Leaders_final <- kmeans_clu$centers
Figure <- as.data.frame(Leaders_final)
Figure$ID <- 1:nrow(Figure)
library(tidyr)
Figure <- pivot_longer(Figure, cols = c("Sepal.Length", "Sepal.Width", "Petal.Length", "Petal.Width"))
Figure$Group <- factor(Figure$ID,
levels = c(1, 2, 3,4),
labels = c("1", "2", "3","4"))
Figure$NameF <- factor(Figure$name,
levels = c("Sepal.Length", "Sepal.Width", "Petal.Length", "Petal.Width"),
labels = c("Sepal.Length", "Sepal.Width", "Petal.Length", "Petal.Width"))
library(ggplot2)
ggplot(Figure, aes(x = NameF, y = value)) +
geom_hline(yintercept = 0) +
theme_bw() +
geom_point(aes(shape = Group, col = Group), size = 3) +
geom_line(aes(group = ID), linewidth = 1) +
ylab("Averages") +
xlab("Cluster variables")+
ylim(-2.2, 2.2)
From the chart above we can say that people in cluster 1 (red circle),
have below average sepal length, petal length and petal width, however
are very above average sepal width.

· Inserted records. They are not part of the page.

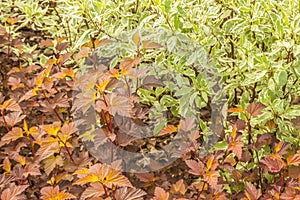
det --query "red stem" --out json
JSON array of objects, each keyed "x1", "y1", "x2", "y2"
[
  {"x1": 7, "y1": 26, "x2": 11, "y2": 64},
  {"x1": 42, "y1": 90, "x2": 64, "y2": 123},
  {"x1": 1, "y1": 110, "x2": 10, "y2": 132},
  {"x1": 25, "y1": 134, "x2": 35, "y2": 156},
  {"x1": 101, "y1": 182, "x2": 109, "y2": 198},
  {"x1": 56, "y1": 134, "x2": 75, "y2": 163},
  {"x1": 124, "y1": 76, "x2": 131, "y2": 96}
]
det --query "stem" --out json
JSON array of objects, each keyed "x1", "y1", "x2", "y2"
[
  {"x1": 42, "y1": 90, "x2": 64, "y2": 123},
  {"x1": 252, "y1": 146, "x2": 263, "y2": 189},
  {"x1": 134, "y1": 0, "x2": 139, "y2": 13},
  {"x1": 1, "y1": 110, "x2": 10, "y2": 132},
  {"x1": 98, "y1": 93, "x2": 115, "y2": 163},
  {"x1": 247, "y1": 117, "x2": 252, "y2": 145},
  {"x1": 101, "y1": 182, "x2": 109, "y2": 198},
  {"x1": 250, "y1": 82, "x2": 257, "y2": 103},
  {"x1": 124, "y1": 76, "x2": 131, "y2": 96},
  {"x1": 6, "y1": 26, "x2": 11, "y2": 64},
  {"x1": 279, "y1": 167, "x2": 286, "y2": 195},
  {"x1": 53, "y1": 7, "x2": 69, "y2": 39},
  {"x1": 86, "y1": 13, "x2": 122, "y2": 42},
  {"x1": 25, "y1": 134, "x2": 35, "y2": 156},
  {"x1": 197, "y1": 182, "x2": 206, "y2": 200},
  {"x1": 56, "y1": 134, "x2": 75, "y2": 163}
]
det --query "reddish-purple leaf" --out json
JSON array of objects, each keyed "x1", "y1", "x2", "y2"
[
  {"x1": 159, "y1": 124, "x2": 177, "y2": 136},
  {"x1": 185, "y1": 159, "x2": 205, "y2": 176},
  {"x1": 5, "y1": 111, "x2": 26, "y2": 127},
  {"x1": 153, "y1": 187, "x2": 169, "y2": 200},
  {"x1": 57, "y1": 52, "x2": 72, "y2": 65},
  {"x1": 39, "y1": 39, "x2": 53, "y2": 48},
  {"x1": 1, "y1": 99, "x2": 22, "y2": 112},
  {"x1": 246, "y1": 102, "x2": 266, "y2": 117},
  {"x1": 260, "y1": 156, "x2": 284, "y2": 173},
  {"x1": 40, "y1": 185, "x2": 75, "y2": 200},
  {"x1": 0, "y1": 184, "x2": 28, "y2": 200},
  {"x1": 56, "y1": 42, "x2": 69, "y2": 52},
  {"x1": 287, "y1": 154, "x2": 300, "y2": 166},
  {"x1": 179, "y1": 116, "x2": 196, "y2": 132},
  {"x1": 204, "y1": 170, "x2": 219, "y2": 188},
  {"x1": 132, "y1": 31, "x2": 141, "y2": 47},
  {"x1": 228, "y1": 140, "x2": 244, "y2": 160},
  {"x1": 80, "y1": 182, "x2": 105, "y2": 200},
  {"x1": 142, "y1": 40, "x2": 162, "y2": 49},
  {"x1": 75, "y1": 47, "x2": 90, "y2": 61},
  {"x1": 244, "y1": 182, "x2": 261, "y2": 200},
  {"x1": 1, "y1": 127, "x2": 23, "y2": 144},
  {"x1": 170, "y1": 179, "x2": 187, "y2": 195},
  {"x1": 115, "y1": 187, "x2": 146, "y2": 200}
]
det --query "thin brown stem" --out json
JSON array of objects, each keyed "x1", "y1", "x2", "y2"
[
  {"x1": 56, "y1": 134, "x2": 75, "y2": 163},
  {"x1": 25, "y1": 134, "x2": 35, "y2": 156},
  {"x1": 1, "y1": 110, "x2": 10, "y2": 132},
  {"x1": 42, "y1": 90, "x2": 64, "y2": 123},
  {"x1": 101, "y1": 182, "x2": 109, "y2": 198}
]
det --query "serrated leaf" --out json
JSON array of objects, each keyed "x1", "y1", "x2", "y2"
[
  {"x1": 154, "y1": 187, "x2": 169, "y2": 200},
  {"x1": 0, "y1": 99, "x2": 22, "y2": 112},
  {"x1": 179, "y1": 116, "x2": 196, "y2": 132},
  {"x1": 245, "y1": 182, "x2": 261, "y2": 200},
  {"x1": 43, "y1": 155, "x2": 64, "y2": 175},
  {"x1": 260, "y1": 155, "x2": 284, "y2": 173},
  {"x1": 158, "y1": 124, "x2": 177, "y2": 136},
  {"x1": 106, "y1": 93, "x2": 132, "y2": 117},
  {"x1": 6, "y1": 17, "x2": 20, "y2": 25},
  {"x1": 170, "y1": 179, "x2": 186, "y2": 195},
  {"x1": 204, "y1": 170, "x2": 218, "y2": 188},
  {"x1": 3, "y1": 157, "x2": 11, "y2": 173},
  {"x1": 57, "y1": 52, "x2": 72, "y2": 65},
  {"x1": 23, "y1": 162, "x2": 41, "y2": 177},
  {"x1": 56, "y1": 42, "x2": 68, "y2": 52},
  {"x1": 246, "y1": 102, "x2": 266, "y2": 117},
  {"x1": 115, "y1": 187, "x2": 146, "y2": 200},
  {"x1": 40, "y1": 185, "x2": 76, "y2": 200},
  {"x1": 40, "y1": 122, "x2": 61, "y2": 136},
  {"x1": 74, "y1": 173, "x2": 99, "y2": 185},
  {"x1": 287, "y1": 154, "x2": 300, "y2": 166},
  {"x1": 0, "y1": 184, "x2": 28, "y2": 200},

The Irises in cluster 2 (green
triangle) have an average sepal length, are a bit above average in petal
length and petal width but are quite below the average for sepal width.
The third cluster (blue square) is above average in all variables,
however exceedes above average in sepal length and is the closest to
average in sepal width.
fit <- aov(cbind(Sepal.Length, Sepal.Width, Petal.Length, Petal.Width) ~ as.factor(ClusterK_Means),
data = clustering1)
summary(fit)
## Response Sepal.Length :
## Df Sum Sq Mean Sq F value Pr(>F)
## as.factor(ClusterK_Means) 2 75.681 37.84 210 < 2.2e-16 ***
## Residuals 147 26.488 0.18
## ---
## Signif. codes: 0 '***' 0.001 '**' 0.01 '*' 0.05 '.' 0.1 ' ' 1
##
## Response Sepal.Width :
## Df Sum Sq Mean Sq F value Pr(>F)
## as.factor(ClusterK_Means) 2 13.373 6.6864 65.816 < 2.2e-16 ***
## Residuals 147 14.934 0.1016
## ---
## Signif. codes: 0 '***' 0.001 '**' 0.01 '*' 0.05 '.' 0.1 ' ' 1
##
## Response Petal.Length :
## Df Sum Sq Mean Sq F value Pr(>F)
## as.factor(ClusterK_Means) 2 433.87 216.937 1047.2 < 2.2e-16 ***
## Residuals 147 30.45 0.207
## ---
## Signif. codes: 0 '***' 0.001 '**' 0.01 '*' 0.05 '.' 0.1 ' ' 1
##
## Response Petal.Width :
## Df Sum Sq Mean Sq F value Pr(>F)
## as.factor(ClusterK_Means) 2 77.496 38.748 627.75 < 2.2e-16 ***
## Residuals 147 9.074 0.062
## ---
## Signif. codes: 0 '***' 0.001 '**' 0.01 '*' 0.05 '.' 0.1 ' ' 1
With ANOVA I will be looking if my clustering variables are successfully differentiating between each other, since p values are below 0.05, we can reject the null hypothesis, meaning they differentiate between each other.